We hear a lot about how endowment policies are not going to deliver what was promised when they were sold in the eighties and nineties. But, nearly always, that sad story is followed by the advice NOT to cahs in your endowment policy.
But what if you have decided that you do want to cash in your endowment policy? And why would anyone buy such an apparently poor investment vehicle?
Before you make the decision to sell, you should check the value of your policy as it stands. Redeeming your policy early will almost certainly end up with you making less money than if you had continued with it for its full term, but to consider cashing in, you will probably a) need the money, and b) have a long time to run on the policy. There is also an argument that says paying into a poorly performing policy could be throwing good money after bad.

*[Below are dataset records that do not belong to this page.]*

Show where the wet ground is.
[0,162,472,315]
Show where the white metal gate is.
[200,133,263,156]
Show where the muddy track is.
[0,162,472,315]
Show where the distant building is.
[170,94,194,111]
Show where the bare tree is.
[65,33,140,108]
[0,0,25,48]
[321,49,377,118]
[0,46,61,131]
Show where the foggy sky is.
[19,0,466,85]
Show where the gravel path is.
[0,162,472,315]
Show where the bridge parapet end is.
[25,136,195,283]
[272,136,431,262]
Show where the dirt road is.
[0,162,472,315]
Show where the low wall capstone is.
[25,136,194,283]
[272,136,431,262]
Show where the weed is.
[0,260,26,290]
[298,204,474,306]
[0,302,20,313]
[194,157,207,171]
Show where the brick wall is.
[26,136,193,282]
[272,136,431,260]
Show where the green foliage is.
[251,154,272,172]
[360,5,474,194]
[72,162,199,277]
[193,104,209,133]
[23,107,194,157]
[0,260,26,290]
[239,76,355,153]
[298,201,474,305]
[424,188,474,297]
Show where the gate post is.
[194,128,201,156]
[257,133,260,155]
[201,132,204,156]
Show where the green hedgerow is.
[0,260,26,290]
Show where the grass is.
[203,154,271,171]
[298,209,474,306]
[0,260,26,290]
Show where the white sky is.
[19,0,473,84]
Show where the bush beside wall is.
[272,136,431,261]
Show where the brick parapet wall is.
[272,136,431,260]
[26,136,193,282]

If you want to cash your policy in you can surrender it back to the company who you bought it from, or you can sell it to a third party, which can actually get you more money than from the original seller.

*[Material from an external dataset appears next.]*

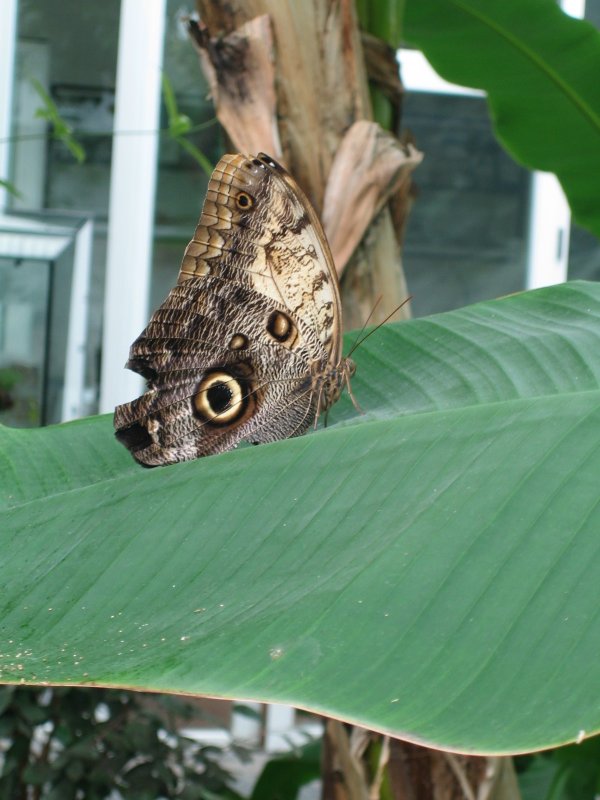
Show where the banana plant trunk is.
[195,0,420,328]
[190,0,519,800]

Third-party companies have different requirements for buying policies. They usually require iot to be with-profits or with-profits whole life, and to have been running for a minimum number of years. Policies other than with-profits are not so easy to sell as they don’t return the same levels as with-profits. Some also want the surrender value to be a minimum of £1,500.
If you can’t meet such criteria, then all you can do is surrender to the original issuer.
Do remember that stopping making payments or cancelling the policy without doing research and taking the appropriate financial advice is a risk. Stopping payments may negate any life assurance cover that it offered you.
It is sensible to get independent financial advice, for which you may be charged a fee, but could save you time and ultimately get you the best deal.